I toponimi un po’ strani che caratterizzano i paesi italiani, hanno quasi tutti origini precise.

Alcuni nascono semplicemente da caratteristiche faunistiche; ad esempio le due Anguillara (una in provincia di Roma, l’altra di Padova), significano come si sa “luoghi ricchi d’anguille”, così come l’isola Asinara già nel XII sec. era chiamata dagli arabi “gazirat ‘umm ‘alhimār isola madre degli asini che lì vivevano selvatici. 

Bovolone (VR) deriva dal latino “bovolonis”, terra delle rane; infatti era una malsana palude prima di venir bonificata dai romani mentre Torre le Nocelle (AV) è ricca di nocciole: non per nulla c’è una sede della Ferrero nutellesca.

Ma spesso i nomi vengono originati da errori dati da storpiature lessicali: Golfo Aranci (SS) in realtà sarebbe Golfo Li Ranci (Golfo dei granchi) ma i piemontesi, al tempo del Regno sabaudo, non masticavano né comprendevano bene la “limba” sarda…

E sulle pendici dell’Etna c’e’ Trecastagni, ma i castagni non c’entrano niente: il nome significa “tre casti agni“, cioe’ agnelli, e si riferisce ai tre santi fratelli Alfio, Cirino e Filadelfo, tuttora venerati nel santuario a loro dedicato.

Infatti molti paesi prendono il nome da personaggi famosi lì nati o residenti; in provincia di Avellino troviamo sia Gesualdo, perché venne a viverci il principe Carlo Gesualdo in ritiro, dopo aver ammazzato la moglie Maria D’Avalos e lì, ispirato, inventò i madrigali, sia Morra De Sanctis che prima era Morra Irpina, ma in seguito prese il “cognome” di Francesco De Sanctis.

In zona Arcole, vicino a Verona, luoghi di battaglie bonapartiste, c’è Desmontà che dicono ricordi appunto Napoleone sceso (desmontà in dialetto piemontese) da cavallo in quel luogo.

Ultimo in ordine di tempo, in tema di omaggi a personaggi celebri, è stato Porto Empedocle che nel 2003, in onore del “figlio” Camilleri, affiancò al nome originale quello di Vigata, inesistente luogo d’azione del commissario Montalbano

A volte invece è il fato a battezzare i paesi.

Alluvioni Cambiò (AL) un tempo si chiamava Sparvara ed era un fiorente borgo medioevale posto sulla sponda sinistra del Po; ma una notte buia e tempestosa il fiume ruppe gli argini, facendo strage di case e persone. Non solo, ma quando il giorno dopo i superstiti si guardarono attorno, si accorsero con stupore di essere finiti sulla sponda destra; il Po aveva cambiato corso. Così gli alluvionati decisero, in perenne ricordo del fatto, di ribattezzare il loro paese.

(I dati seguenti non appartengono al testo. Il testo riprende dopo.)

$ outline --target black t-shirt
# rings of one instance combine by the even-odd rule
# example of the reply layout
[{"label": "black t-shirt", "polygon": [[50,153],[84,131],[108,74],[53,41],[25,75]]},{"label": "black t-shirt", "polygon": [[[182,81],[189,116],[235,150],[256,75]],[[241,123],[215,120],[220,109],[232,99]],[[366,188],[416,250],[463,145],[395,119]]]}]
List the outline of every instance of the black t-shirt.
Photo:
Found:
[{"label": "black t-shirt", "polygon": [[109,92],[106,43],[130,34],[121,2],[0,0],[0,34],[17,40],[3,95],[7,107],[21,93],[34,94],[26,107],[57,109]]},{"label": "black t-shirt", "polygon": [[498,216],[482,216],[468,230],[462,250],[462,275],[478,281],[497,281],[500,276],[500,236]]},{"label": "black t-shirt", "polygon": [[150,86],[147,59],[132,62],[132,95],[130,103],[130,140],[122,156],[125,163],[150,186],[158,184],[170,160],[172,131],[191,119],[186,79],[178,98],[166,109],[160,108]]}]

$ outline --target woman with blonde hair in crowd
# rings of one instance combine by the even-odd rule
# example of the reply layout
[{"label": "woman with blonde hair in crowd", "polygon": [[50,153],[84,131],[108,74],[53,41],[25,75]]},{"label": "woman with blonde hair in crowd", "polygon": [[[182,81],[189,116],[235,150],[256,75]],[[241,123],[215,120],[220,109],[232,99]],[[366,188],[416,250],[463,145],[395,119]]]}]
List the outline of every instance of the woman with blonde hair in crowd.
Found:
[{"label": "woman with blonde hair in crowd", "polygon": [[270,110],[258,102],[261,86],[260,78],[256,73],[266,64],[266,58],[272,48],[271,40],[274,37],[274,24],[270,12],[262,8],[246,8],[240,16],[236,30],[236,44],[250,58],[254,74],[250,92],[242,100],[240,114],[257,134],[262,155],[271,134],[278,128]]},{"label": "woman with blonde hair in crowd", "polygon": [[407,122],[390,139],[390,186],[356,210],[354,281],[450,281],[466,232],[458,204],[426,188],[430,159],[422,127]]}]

Altre volte il cambio avviene per scaramanzia degli abitanti, come quelli di Malpasso (CT) che dopo un’eruzione etnea (1669) e un terremoto (1693) che distrussero completamente il paese, durante la ricostruzione decisero di mutare il nome il un più beneaugurante Belpasso.

Infine, sempre a proposito di nomi variati, interessante è l’esempio di Poggiridenti (Sondrio) che ha questo nome dal 1929. Prima si chiamava Pendolasco, cambiato in periodo fascista con la motivazione “che il nome di Pendolasco si presta a interpretazioni sconvenienti in contrasto con la sana giovinezza del paese…”

©Mitì Vigliero

Altri nomi curiosi li trovate nell’altra mia casa :-)

E ora aggiungo i vostri:

Nessuno: Ti segnalo che tra gli errori dei Sabaudi in Sardegna vi è anche l’isola di Mal di Ventre poco distante da Oristano. In principio era Maluentu ovvero Vento cattivo per via del fatto che i Saraceni si nascondevano dietro l’isola in attesa del vento favorevole a portare attacchi veloci e quindi il vento che soffiava da lì non portava mai nulla di buono.

Luca: noi qui (Liguria) abbiamo Lavagna che è tutto un dire (per via delle cave di ardesia, NdPS’)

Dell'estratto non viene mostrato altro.